A Fault Oblivious eXtreme Scale Execution Environment
Exascale computing systems will provide a thousand-fold increase in parallelism and a proportional increase in failure rate relative to today's machines. Systems software for exascale machines must provide the infrastructure to support existing applications while simultaneously enabling efficient execution of new programming models that naturally express dynamic, adaptive, irregular computation; coupled simulations; and massive data analysis in a highly unreliable hardware environment with billions of threads of execution.

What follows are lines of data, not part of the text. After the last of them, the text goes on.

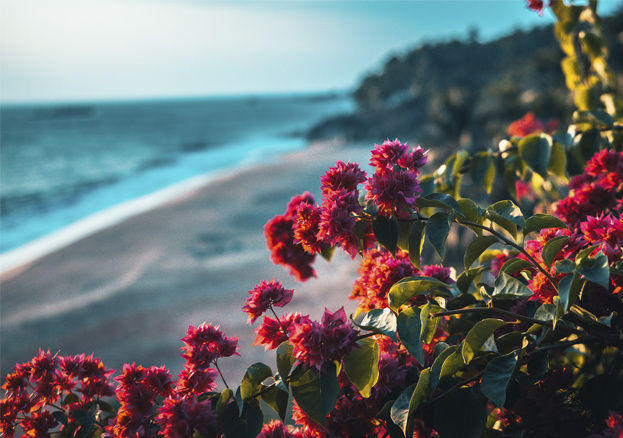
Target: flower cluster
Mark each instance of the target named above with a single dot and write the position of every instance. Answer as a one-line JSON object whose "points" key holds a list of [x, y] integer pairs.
{"points": [[33, 387], [318, 343], [307, 229], [281, 241], [264, 296], [598, 190], [394, 185]]}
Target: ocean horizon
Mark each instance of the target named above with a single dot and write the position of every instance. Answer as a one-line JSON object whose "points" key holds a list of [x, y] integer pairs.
{"points": [[70, 170]]}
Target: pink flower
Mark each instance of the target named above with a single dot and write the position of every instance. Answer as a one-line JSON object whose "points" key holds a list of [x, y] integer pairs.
{"points": [[337, 221], [317, 344], [276, 429], [272, 332], [306, 228], [439, 272], [414, 160], [264, 296], [378, 272], [284, 251], [180, 417], [387, 155], [205, 344], [394, 192], [344, 176]]}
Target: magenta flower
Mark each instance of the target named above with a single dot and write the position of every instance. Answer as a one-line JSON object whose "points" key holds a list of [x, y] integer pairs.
{"points": [[276, 429], [337, 221], [344, 176], [180, 417], [387, 155], [393, 192], [264, 296], [205, 344], [316, 344]]}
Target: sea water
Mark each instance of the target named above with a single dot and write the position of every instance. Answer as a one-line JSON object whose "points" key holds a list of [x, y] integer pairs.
{"points": [[68, 170]]}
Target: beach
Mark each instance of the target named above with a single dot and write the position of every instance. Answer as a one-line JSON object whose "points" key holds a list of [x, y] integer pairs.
{"points": [[128, 292]]}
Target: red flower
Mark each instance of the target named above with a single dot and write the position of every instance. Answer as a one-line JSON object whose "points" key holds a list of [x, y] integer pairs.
{"points": [[205, 344], [317, 344], [264, 296], [344, 176], [272, 332], [181, 417], [276, 429], [385, 156], [394, 192]]}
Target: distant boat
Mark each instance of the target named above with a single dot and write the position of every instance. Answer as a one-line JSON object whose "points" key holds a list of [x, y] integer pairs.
{"points": [[65, 112]]}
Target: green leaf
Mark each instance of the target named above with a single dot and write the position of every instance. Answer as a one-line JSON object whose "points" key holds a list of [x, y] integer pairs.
{"points": [[435, 370], [401, 292], [285, 360], [459, 414], [569, 289], [416, 241], [410, 330], [278, 400], [437, 231], [476, 247], [386, 232], [547, 312], [441, 200], [535, 150], [429, 325], [497, 376], [507, 215], [478, 335], [422, 391], [315, 393], [558, 160], [471, 213], [565, 266], [252, 381], [541, 221], [453, 363], [400, 410], [226, 395], [479, 166], [551, 249], [595, 269], [382, 321], [507, 287], [514, 265], [362, 366], [246, 425]]}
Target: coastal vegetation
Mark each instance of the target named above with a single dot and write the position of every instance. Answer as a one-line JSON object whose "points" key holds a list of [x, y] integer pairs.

We propose a radically new approach to the data and work distribution model provided by system software based on the unifying formalism of an abstract file system. The proposed hierarchical data model provides simple, familiar visibility and access to data structures through the file system hierarchy, while providing fault tolerance through selective redundancy. The hierarchical task model features work queues whose form and organization are represented as file system objects. Data and work are both first class entities. By exposing the relationships between data and work to the runtime system, information is available to optimize execution time and provide fault tolerance. The data distribution scheme provides replication (where desirable and possible) for fault tolerance and efficiency, and it is hierarchical to make it possible to take advantage of locality. The user, tools, and applications, including legacy applications, can interface with the data, work queues, and one another through the abstract file model. This runtime environment will provide multiple interfaces to support traditional Message Passing Interface applications, languages developed under DARPA's High Productivity Computing Systems program, as well as other, experimental programming models. We will validate our runtime system with pilot codes on existing platforms and will use simulation to validate for exascale-class platforms.